Moral Reframing: Compromise, Without the Compromise

Ty Benedict, Staff Writer

In this day and age, more and more people—especially young people—are getting involved in political affairs.  And with such a wide scope of political beliefs, arguments are bound to occur.  These often end in just hurt feelings, with both participants feeling like the person they were arguing with wasn’t listening or was just plain ignorant.  However, the key to effective persuasion is to speak an opponent’s language, also known as moral reframing.  

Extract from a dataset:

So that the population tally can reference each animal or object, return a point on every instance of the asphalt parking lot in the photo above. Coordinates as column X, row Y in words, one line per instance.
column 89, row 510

Moral reframing uses the same arguments as before, but within the lens of the other person’s personal values.  Generally, conservatives and liberals are more likely to share common values in their respective groups. Liberals often value equity, fairness, and community, whereas conservatives often value loyalty, purity, and individualism.  This is evident in a poll done by the Pew Research Center, where participants submitted what they wanted “the other side” to know, since most didn’t feel like the other side understood them.  And most of the replies are within those two lenses, with the liberals talking about fairness, whereas conservatives spoke in terms of individualism and responsibility.

But simply speaking in one’s own values won’t convince people.  Herein lies the solution.  In order to persuade others, people need to incorporate their values into an argument.  In a 2015 study by Stanford sociologist Matthew Feinberg, he found that conservatives were more likely to support same-sex marriage if it was argued for as a subject of loyalty.  And on the inverse, liberals were more likely to support making English our official language when argued for as an equality issue.  So by making an argument based on someone else’s core values, your opponent is more likely to agree with that position.

So in summary, by incorporating someone else’s values into an argument, they are more likely to find common ground with their own beliefs and this new perspective. Hopefully, now Thanksgiving family dinners will be at least a little bit more bearable, and family debates may go a little better.